10. ABOLIZIONE DELL'IRAP SUL COSTO DEL LAVORO DI TUTTE LE ALTRE IMPRESE.

Oggi le società pagano una tassa del 4% su stipendi e contributi dei lavoratori. Questa è la classica norma che deprime l'occupazione.

11. OBBLIGO DI STABILIRE PER LEGGE L'INDIPENDENZA ENERGETICA DEL PAESE ENTRO 10 ANNI

Attraverso un piano energetico nazionale basato su politiche di incentivazione del risparmio energetico e sviluppo delle fonti rinnovabili: solare, eolico, ma anche biocarburanti che possono sostituire in massa benzina, gas e gasolio.

12. DAZI SUI PRODOTTI PROVENIENTI DA PAESI CHE NON RISPETTANO LE NORME DI TUTELA DEI LAVORATORI

Oggi tutto viene prodotto in Asia perché costa meno. Ma le aziende di quei paesi non rispettano le norme minime di tutela dei lavoratori. Questa è concorrenza sleale nei confronti dei nostri imprenditori che rispettano le leggi. Loro, che stupidi non sono, i dazi gia’ li hanno: se un’azienda italiana vuole esportare in Cina o Brasile, deve necessariamente produrre in loco, altrimenti i suoi prodotti costerebbero il doppio a causa delle tasse sull'importazione. Ristabiliamo la concorrenza: comportiamoci come loro.
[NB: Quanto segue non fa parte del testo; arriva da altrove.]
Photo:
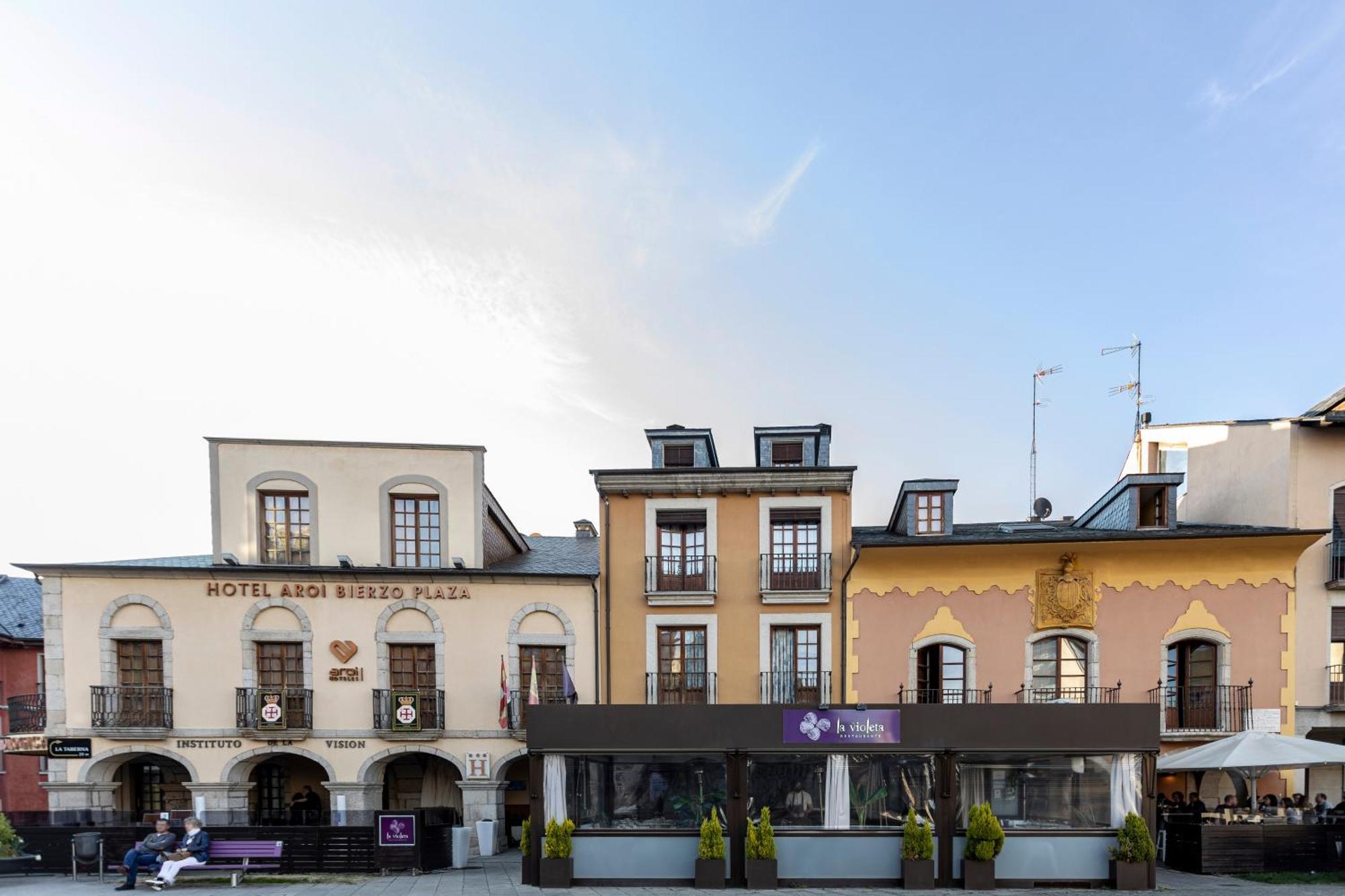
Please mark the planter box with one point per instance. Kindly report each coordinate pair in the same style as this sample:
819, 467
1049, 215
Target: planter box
556, 872
978, 874
1129, 874
763, 874
918, 873
709, 873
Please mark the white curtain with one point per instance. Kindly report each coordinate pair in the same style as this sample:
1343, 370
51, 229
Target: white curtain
553, 787
1125, 787
837, 792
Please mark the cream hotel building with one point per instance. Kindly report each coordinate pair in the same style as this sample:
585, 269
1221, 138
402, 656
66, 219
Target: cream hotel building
348, 631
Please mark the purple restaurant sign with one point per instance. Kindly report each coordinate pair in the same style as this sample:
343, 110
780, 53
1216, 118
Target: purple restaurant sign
843, 727
397, 830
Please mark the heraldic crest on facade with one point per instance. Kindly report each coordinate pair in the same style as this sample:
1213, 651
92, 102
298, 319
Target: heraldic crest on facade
1065, 598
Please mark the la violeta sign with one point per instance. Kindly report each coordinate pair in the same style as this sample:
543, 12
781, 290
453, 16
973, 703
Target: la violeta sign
843, 725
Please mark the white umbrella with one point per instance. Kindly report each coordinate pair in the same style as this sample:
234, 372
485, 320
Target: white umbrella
1253, 754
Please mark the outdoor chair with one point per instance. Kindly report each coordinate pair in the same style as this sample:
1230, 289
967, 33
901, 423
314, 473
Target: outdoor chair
87, 849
13. RINEGOZIARE IL DEBITO PUBBLICO.

L’Italia ha la pressione fiscale più alta d’Europa. Ha anche il maggior avanzo primario di bilancio (entrate – uscite esclusi gli interessi sul debito pubblico) quindi è lo stato più virtuoso dal punto di vista dei conti pubblici. Eppure il debito pubblico continua ad aumentare. Perché? Ci sono da pagare ogni anno 90 Miliardi di interessi (in aumento). Le componenti della formula del bilancio sono 1. Entrate (Tasse), 2. Uscite (sanità, scuola, stipendi P.A., pensioni, giustizia, difesa...) 3. Interessi sul Debito Pubblico. Finora i vari governi hanno aumentato le prime e diminuito le seconde. Risultato: una Nazione in ginocchio. Non sarebbe molto più semplice rinegoziare il tasso d’interesse? Ma rinegoziare con chi? Francesi, Tedeschi e altri stranieri (40%), banche (20%), fondi e assicurazioni (19%), famiglie (15%). Di certo questi soggetti preferiranno guadagnare un po’ meno, piuttosto che perdere tutto (2.000) Miliardi in caso di fallimento (sempre più vicino) della baracca.